SACRAMENTO -- Most parents take a vested interest in their kids' extracurricular activities, especially sports. But what if your daughter wanted to wrestle against boys.

"I really wanted to play football," said Bella Camboia.

"But we were a little nervous for her going out for the football team," said Jake Camboia, Bella's father.

"So, I looked around for the next roughest sports, and I came across wrestling," Bella said.

" I think she was looking for something that was a little more aggressive, a little more physical," Jake Camboia.

"I need a physical outlet. I need something where I can, I don't know, sometimes it just helps," Bella said.

Whatever the reasons, the Camboia family has totally embraced oldest daughter Bella's passion for wrestling, even if that means wrestling against boys.

"I haven't had a reason to worry yet, but I know eventually she's going to come across an opponent that's going to be tough," Jake Camboia said.

"You come across a guy every now and then that really wants to hurt you because you're a girl, and they don't like that girls wrestle. But you don't get that as often anymore because now there is more," Bella said.

At Bradshaw Christian High School, this is the first year they've had female wrestlers. Bella and Amy Grubbs are a good start for the Pride program. Five years ago, girls at the high school level had to mostly wrestle against boys, but not any more.

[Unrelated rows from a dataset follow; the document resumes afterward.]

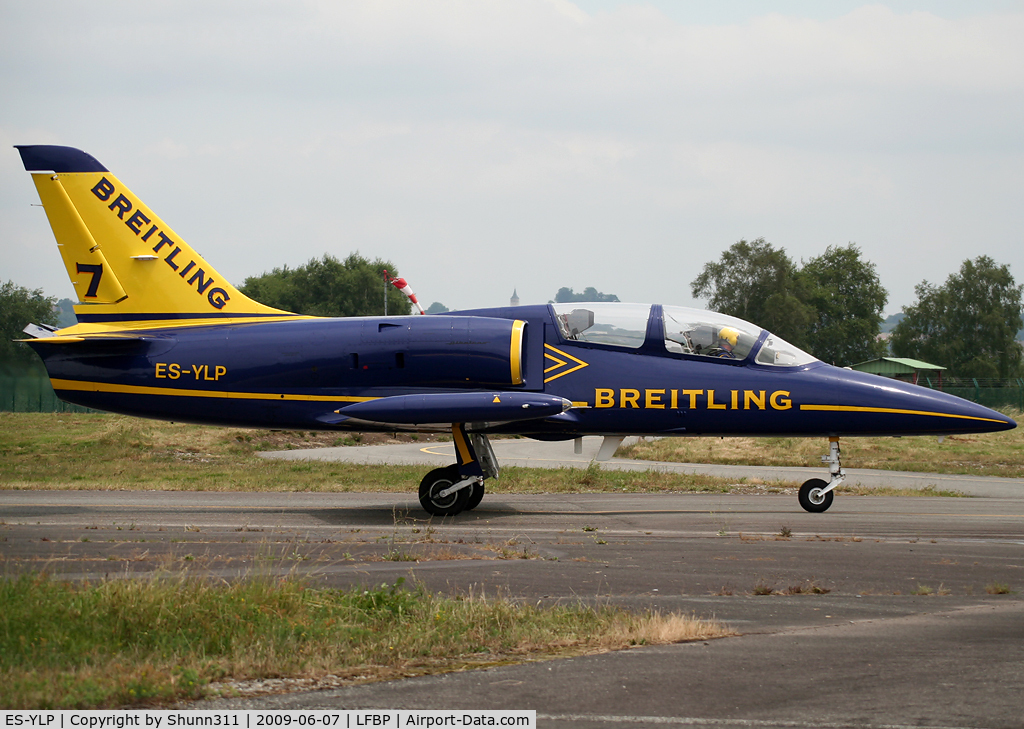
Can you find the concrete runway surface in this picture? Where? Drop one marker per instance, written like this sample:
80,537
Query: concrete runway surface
870,649
535,454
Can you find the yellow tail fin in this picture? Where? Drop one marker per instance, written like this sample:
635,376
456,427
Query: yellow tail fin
127,265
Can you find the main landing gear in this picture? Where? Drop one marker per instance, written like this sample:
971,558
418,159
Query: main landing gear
816,496
450,490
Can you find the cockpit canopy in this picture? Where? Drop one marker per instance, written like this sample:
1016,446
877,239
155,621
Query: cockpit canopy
686,331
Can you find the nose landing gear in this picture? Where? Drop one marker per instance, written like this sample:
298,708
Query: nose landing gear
816,496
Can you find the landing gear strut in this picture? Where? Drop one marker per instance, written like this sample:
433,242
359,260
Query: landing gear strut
816,496
449,490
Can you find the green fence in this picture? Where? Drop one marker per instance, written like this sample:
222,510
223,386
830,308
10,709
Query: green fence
31,393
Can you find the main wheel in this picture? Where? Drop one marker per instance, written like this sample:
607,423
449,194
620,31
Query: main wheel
476,494
435,482
812,498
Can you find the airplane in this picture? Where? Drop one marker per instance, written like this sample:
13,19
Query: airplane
161,334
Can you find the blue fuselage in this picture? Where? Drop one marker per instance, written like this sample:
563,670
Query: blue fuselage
302,374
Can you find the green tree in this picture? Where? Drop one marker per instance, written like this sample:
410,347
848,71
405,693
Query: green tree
968,325
565,295
327,287
847,298
20,306
758,283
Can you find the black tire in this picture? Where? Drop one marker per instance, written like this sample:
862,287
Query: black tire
438,480
476,494
812,499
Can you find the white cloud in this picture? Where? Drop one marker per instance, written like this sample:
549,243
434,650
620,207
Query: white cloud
529,139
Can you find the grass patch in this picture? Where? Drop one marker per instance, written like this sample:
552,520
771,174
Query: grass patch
150,642
983,454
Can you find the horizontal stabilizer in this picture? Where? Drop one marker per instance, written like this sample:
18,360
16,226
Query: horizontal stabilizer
457,408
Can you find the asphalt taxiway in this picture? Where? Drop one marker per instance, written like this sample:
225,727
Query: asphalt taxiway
880,612
535,454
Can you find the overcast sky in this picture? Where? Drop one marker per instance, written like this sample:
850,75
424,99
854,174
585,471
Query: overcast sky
484,145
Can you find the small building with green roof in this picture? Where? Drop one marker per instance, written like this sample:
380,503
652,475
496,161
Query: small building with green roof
902,369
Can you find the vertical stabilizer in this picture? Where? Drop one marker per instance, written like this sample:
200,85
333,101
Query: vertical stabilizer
127,265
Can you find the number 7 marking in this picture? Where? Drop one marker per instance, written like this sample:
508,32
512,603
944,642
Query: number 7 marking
96,269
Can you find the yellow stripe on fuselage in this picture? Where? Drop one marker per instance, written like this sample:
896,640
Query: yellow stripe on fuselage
894,411
84,386
515,351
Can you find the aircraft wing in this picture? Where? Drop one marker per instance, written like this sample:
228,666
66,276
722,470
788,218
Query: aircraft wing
453,408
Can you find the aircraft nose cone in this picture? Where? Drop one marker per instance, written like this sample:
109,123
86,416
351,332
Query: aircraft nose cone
890,406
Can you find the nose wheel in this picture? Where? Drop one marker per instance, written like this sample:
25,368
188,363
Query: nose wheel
816,496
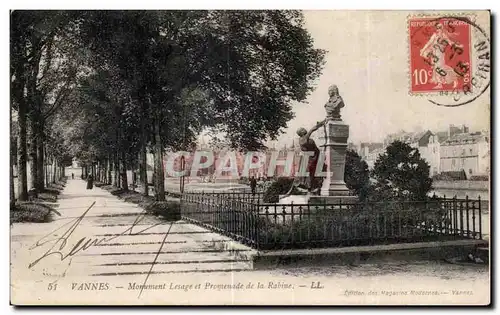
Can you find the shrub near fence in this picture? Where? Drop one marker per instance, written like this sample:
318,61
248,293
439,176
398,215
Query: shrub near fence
276,226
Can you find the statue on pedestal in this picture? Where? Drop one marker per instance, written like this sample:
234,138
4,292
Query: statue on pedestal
334,104
307,144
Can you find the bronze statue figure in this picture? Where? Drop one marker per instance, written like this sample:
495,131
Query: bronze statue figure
309,145
334,104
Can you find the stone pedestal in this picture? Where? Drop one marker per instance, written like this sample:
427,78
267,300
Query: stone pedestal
334,189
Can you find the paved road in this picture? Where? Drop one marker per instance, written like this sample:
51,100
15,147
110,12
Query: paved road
117,239
189,271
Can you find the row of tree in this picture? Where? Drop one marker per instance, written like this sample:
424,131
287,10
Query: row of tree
106,87
399,174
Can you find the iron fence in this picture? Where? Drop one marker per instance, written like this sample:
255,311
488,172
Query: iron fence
270,226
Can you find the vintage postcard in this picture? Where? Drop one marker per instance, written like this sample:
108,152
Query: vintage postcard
250,157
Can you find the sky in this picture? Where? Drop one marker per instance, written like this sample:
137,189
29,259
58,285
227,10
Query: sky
368,60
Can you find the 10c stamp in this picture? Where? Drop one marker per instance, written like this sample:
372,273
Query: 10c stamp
440,55
449,59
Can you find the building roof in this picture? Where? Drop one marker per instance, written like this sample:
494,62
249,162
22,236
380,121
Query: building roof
372,145
463,138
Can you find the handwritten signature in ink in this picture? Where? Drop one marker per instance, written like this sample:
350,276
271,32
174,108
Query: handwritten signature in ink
61,247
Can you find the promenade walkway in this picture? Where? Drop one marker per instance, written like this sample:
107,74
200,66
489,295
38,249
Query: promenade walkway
99,235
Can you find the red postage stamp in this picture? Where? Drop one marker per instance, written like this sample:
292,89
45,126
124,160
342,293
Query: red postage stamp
440,55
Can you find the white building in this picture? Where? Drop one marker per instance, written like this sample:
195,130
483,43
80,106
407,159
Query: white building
468,152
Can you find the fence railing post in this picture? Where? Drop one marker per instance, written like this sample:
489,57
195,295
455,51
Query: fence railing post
480,218
455,219
461,231
467,215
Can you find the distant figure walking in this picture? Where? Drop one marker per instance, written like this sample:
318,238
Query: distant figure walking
253,185
90,182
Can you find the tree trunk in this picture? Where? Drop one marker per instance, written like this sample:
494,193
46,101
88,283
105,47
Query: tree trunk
158,156
54,170
11,169
109,178
143,174
116,166
40,163
22,156
124,172
33,156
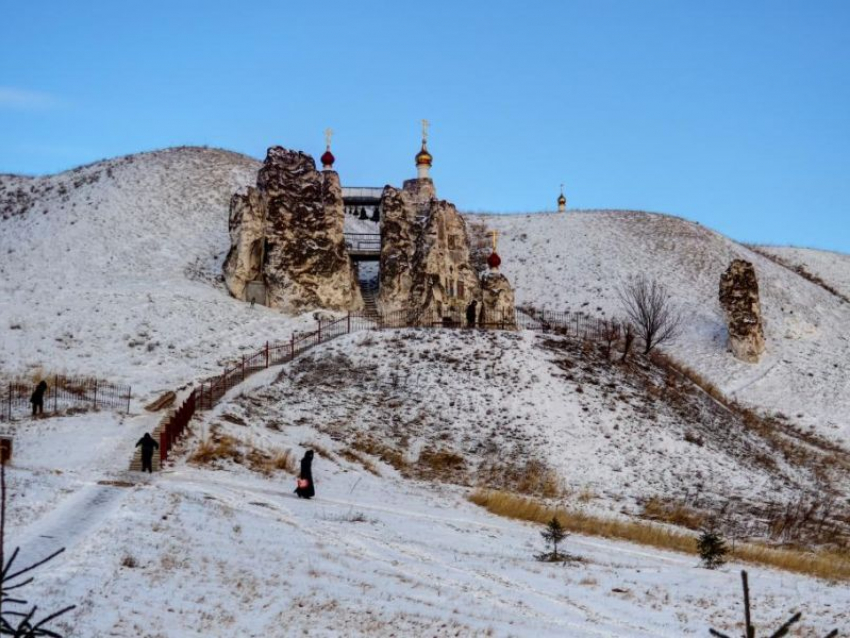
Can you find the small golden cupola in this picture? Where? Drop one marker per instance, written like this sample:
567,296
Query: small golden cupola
562,201
423,157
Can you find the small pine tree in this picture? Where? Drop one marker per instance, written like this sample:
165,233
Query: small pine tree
553,534
712,549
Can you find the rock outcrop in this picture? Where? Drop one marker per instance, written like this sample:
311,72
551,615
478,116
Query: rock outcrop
287,233
497,298
425,262
739,297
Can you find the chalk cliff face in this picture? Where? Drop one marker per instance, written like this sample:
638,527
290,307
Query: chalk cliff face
288,233
425,260
497,297
739,296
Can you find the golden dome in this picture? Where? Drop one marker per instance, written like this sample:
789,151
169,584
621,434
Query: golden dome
423,156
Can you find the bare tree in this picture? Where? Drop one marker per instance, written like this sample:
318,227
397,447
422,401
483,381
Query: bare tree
750,629
14,621
648,306
628,340
609,334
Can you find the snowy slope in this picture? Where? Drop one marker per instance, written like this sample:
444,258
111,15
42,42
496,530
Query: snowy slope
113,270
833,268
198,551
502,400
576,260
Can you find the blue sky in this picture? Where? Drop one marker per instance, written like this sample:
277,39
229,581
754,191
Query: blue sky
735,114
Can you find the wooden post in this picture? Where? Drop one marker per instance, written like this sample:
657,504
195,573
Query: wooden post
751,631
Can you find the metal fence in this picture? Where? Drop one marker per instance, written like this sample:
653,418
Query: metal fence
210,392
63,393
176,426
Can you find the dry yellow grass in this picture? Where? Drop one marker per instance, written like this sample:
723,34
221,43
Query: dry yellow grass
828,565
530,477
284,460
673,513
392,457
216,448
356,457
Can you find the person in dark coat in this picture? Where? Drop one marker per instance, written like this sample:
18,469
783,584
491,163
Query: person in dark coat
470,314
37,398
307,490
148,446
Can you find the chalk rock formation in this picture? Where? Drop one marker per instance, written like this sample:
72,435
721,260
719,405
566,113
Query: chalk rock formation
497,297
288,232
425,261
247,234
739,296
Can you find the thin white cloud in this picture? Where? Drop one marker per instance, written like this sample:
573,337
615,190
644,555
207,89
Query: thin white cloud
24,99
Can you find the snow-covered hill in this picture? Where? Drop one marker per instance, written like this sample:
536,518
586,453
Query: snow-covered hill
227,550
576,261
833,268
113,270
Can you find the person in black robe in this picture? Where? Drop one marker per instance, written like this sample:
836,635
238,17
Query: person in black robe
148,445
470,314
306,474
37,398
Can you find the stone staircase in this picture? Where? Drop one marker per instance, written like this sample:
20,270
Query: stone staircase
369,291
136,462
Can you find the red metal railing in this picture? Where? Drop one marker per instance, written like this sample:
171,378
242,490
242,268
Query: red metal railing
205,396
64,393
176,426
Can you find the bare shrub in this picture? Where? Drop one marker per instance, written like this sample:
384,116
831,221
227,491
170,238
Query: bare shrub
821,564
647,304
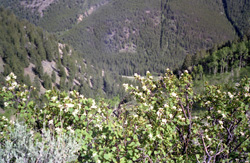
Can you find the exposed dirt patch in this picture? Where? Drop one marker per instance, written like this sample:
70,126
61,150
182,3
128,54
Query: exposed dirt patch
38,5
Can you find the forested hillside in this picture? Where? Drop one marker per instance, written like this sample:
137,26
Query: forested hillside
40,60
238,13
135,36
224,64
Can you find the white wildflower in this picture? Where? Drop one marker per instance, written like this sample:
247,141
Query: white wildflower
230,95
237,84
246,88
150,136
7,78
12,75
136,75
125,86
159,136
4,89
166,105
75,112
103,136
207,103
6,104
247,94
69,105
53,98
94,154
14,84
173,94
51,122
164,121
58,130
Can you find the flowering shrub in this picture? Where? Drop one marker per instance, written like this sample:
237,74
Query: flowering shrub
160,127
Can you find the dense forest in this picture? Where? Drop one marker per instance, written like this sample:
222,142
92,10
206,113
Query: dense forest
68,93
130,37
40,60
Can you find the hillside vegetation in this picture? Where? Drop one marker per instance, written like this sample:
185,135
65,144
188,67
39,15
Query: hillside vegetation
135,36
40,60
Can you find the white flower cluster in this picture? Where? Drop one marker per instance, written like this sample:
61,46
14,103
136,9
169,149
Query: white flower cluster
230,95
125,86
159,112
173,94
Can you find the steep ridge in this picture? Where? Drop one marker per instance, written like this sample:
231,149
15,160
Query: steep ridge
230,19
38,59
135,36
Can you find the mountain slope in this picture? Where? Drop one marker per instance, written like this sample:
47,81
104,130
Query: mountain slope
135,36
138,35
38,59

"In the last four years, it's really started to change because so many females have entered the sport that now, it's big enough they can hold their own tournaments, and you don't see it as much anymore," said wrestling coach Blair Wheatley.

"It's socially accepted in a new way. People are now starting to come into what they want to do, and if they want to do it, they know they can and they have the opportunity to," Grubbs said.

Some sight the rise in popularity to female MMA fighters as one of the reasons young girls are giving wrestling a try. Many wrestlers have had great success in the sport, but that's too real of a discussion for some dads.

"I would like for her to not do UFC. I think they are brutal to each other in the ring. I wouldn't want to watch my daughter in the ring like that," Jake Camboia said.